Полежав ещё минут десять-пятнадцать, он решил всё-таки встать. Голова уже не так сильно кружилась. На шум, поднятый им, в комнату заглянул карапуз с любопытно-распахнутыми, цвета спелого ореха, глазами и, тут же раздался его тонкий голосок: «Мама, деда, дяденька проснулся!» - и, круто развернувшись почти на месте, затопотал в другую комнату.
- Ну как вы? – спросила, входя в комнату, женщина. – А то может, всё-таки, скорую помощь вызвать? Я сбегаю к соседке – у них телефон недавно поставили…
- Спасибо Вам огромное! Не стоит так беспокоиться. Я сейчас уйду... мне уже получше.
- Знаете, что. А, давайте, вы с нами чаю попьёте! Мы только-только собрались... У меня сегодня такие замечательные пирожки с курагой получились.
И таким доброжелательным тоном это было предложено, с такой теплотой в голосе, что, казалось, откажись сейчас Кирилл от её предложения и у неё тотчас из глаз польются слёзы обиды. И Кирилл сдался.
* * *
Кухонька - оказалась маленькой шестиметровкой, как их называют в народе – «хрущёвкой», но очень опрятной и чистенькой. На столе стояло блюдо, доверху наполненное свежими, румяными пирожками, издающими такой чудный аромат, что у не имевшего с раннего утра ни крошки во рту Кирилла, рот наполнился слюной и он, непроизвольно сглотнул. На газовой плите пыхая паром и погромыхивая крышкой, уже пел победную песню, разукрашенный петухами и красными цветами, эмалированный чайник.
- Будьте добры, присаживайтесь, - пригласил его к столу Пётр Иванович своим бесподобным голосом, - не стесняйтесь. Будьте, как дома.

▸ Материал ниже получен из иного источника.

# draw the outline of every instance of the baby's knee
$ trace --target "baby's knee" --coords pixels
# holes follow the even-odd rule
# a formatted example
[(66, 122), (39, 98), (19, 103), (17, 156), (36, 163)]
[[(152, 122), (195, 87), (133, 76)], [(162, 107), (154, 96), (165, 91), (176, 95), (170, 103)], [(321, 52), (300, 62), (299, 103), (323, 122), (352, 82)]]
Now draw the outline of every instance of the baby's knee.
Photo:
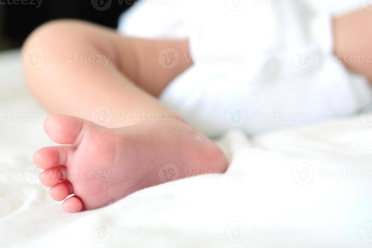
[(22, 54), (33, 48), (60, 47), (61, 44), (73, 42), (81, 33), (77, 29), (84, 22), (74, 20), (59, 20), (47, 22), (35, 29), (26, 39)]

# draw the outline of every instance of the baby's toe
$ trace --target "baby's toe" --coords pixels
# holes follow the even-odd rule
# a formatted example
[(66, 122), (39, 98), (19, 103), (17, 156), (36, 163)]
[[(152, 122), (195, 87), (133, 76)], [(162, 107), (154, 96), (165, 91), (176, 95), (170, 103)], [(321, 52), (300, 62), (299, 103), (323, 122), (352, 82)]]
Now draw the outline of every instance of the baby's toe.
[(69, 213), (77, 213), (84, 210), (84, 206), (81, 199), (76, 196), (67, 198), (63, 202), (62, 207)]
[(39, 174), (40, 182), (47, 187), (55, 185), (60, 181), (67, 179), (66, 167), (64, 165), (56, 165), (42, 171)]
[(76, 150), (76, 146), (71, 145), (44, 147), (34, 154), (33, 162), (38, 168), (44, 169), (56, 165), (64, 165)]
[(73, 193), (71, 183), (67, 180), (60, 182), (49, 189), (49, 195), (58, 202), (64, 200)]

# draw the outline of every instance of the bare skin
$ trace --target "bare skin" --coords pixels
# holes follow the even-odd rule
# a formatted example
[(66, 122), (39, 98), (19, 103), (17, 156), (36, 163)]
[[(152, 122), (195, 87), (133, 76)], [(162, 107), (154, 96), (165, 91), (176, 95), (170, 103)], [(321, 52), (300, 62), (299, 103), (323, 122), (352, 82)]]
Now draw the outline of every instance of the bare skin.
[[(52, 198), (62, 200), (74, 194), (64, 202), (66, 211), (102, 207), (140, 189), (184, 177), (190, 170), (226, 170), (227, 162), (219, 148), (155, 97), (190, 65), (180, 59), (174, 68), (165, 68), (159, 54), (169, 47), (188, 53), (187, 41), (124, 37), (89, 23), (61, 21), (35, 30), (23, 52), (34, 47), (42, 49), (45, 62), (36, 69), (24, 65), (27, 81), (43, 105), (58, 115), (48, 117), (44, 129), (54, 141), (70, 145), (44, 148), (35, 153), (34, 161), (46, 169), (39, 178), (51, 187)], [(105, 66), (53, 61), (49, 56), (75, 53), (111, 59)], [(112, 113), (106, 127), (83, 119), (92, 120), (92, 111), (101, 105), (109, 106)], [(115, 114), (123, 111), (177, 118), (174, 122), (165, 118), (149, 121)], [(168, 171), (175, 177), (163, 178), (162, 173)], [(84, 176), (89, 173), (91, 177)]]
[[(335, 18), (333, 30), (335, 54), (341, 56), (349, 69), (372, 82), (372, 8)], [(353, 62), (352, 55), (361, 59)]]
[[(372, 54), (371, 23), (372, 12), (364, 10), (335, 18), (335, 54), (366, 57)], [(141, 189), (164, 183), (160, 175), (169, 169), (178, 170), (177, 178), (186, 177), (185, 172), (190, 170), (226, 169), (221, 150), (179, 116), (171, 123), (164, 120), (129, 120), (113, 114), (105, 127), (87, 120), (97, 122), (92, 119), (92, 112), (101, 105), (109, 106), (112, 113), (175, 115), (156, 97), (192, 62), (183, 58), (187, 56), (180, 56), (176, 66), (166, 69), (158, 56), (169, 48), (188, 54), (187, 40), (123, 37), (108, 29), (64, 20), (35, 30), (25, 43), (23, 54), (35, 47), (42, 49), (45, 62), (36, 69), (25, 65), (26, 77), (40, 102), (55, 114), (44, 123), (47, 134), (54, 141), (67, 145), (42, 148), (35, 153), (34, 161), (45, 169), (40, 180), (51, 187), (53, 199), (65, 200), (66, 211), (102, 207)], [(75, 53), (111, 57), (104, 65), (53, 62), (49, 56)], [(372, 81), (371, 64), (344, 62)], [(83, 178), (82, 171), (93, 172), (94, 176)], [(99, 173), (100, 177), (96, 176)]]

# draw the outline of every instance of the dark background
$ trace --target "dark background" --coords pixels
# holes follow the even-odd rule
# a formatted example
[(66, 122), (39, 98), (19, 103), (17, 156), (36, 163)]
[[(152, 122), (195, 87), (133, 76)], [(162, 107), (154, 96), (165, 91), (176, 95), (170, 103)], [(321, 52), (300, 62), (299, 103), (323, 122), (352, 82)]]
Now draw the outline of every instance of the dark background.
[(116, 28), (120, 14), (134, 0), (42, 0), (39, 4), (37, 0), (0, 0), (0, 50), (20, 47), (35, 28), (55, 19), (77, 18)]

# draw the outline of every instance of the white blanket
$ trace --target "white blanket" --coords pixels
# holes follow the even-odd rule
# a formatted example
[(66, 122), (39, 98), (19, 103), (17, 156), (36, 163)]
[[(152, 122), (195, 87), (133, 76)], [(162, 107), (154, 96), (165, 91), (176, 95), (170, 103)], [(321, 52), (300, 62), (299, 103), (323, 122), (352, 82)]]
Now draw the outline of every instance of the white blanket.
[(250, 140), (229, 133), (217, 141), (231, 161), (223, 176), (65, 213), (29, 165), (34, 151), (54, 144), (19, 57), (0, 56), (0, 247), (371, 247), (372, 128), (363, 113)]

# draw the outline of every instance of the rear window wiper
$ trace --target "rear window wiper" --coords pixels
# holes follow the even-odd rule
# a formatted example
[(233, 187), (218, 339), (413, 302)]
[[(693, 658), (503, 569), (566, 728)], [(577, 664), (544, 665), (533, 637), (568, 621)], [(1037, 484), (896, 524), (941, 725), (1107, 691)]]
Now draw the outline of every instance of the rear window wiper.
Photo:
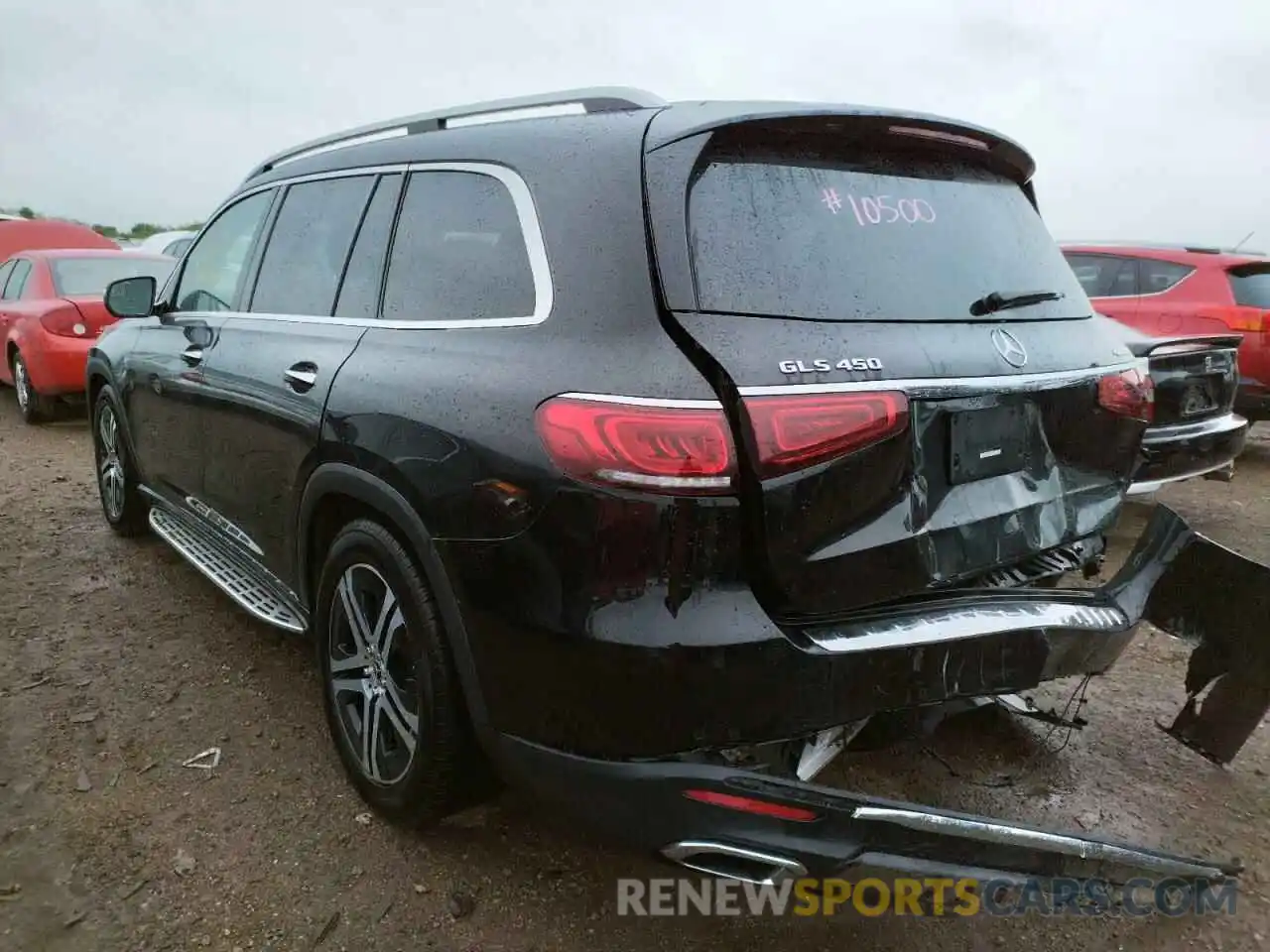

Раньше всех к столу, конечно, успел «хозяин» - карапуз, Михаил Сергеевич. Взгромоздившись на табурет, он стал, подражая взрослым, дуть в чашку, а затем, зачерпнув ложкой из чашки чаю, выразил своё мнение о нём - «галяций!» И так это у него получилось непосредственно и смешно, что все, выслушав его высказывание по поводу чая, невольно рассмеялись.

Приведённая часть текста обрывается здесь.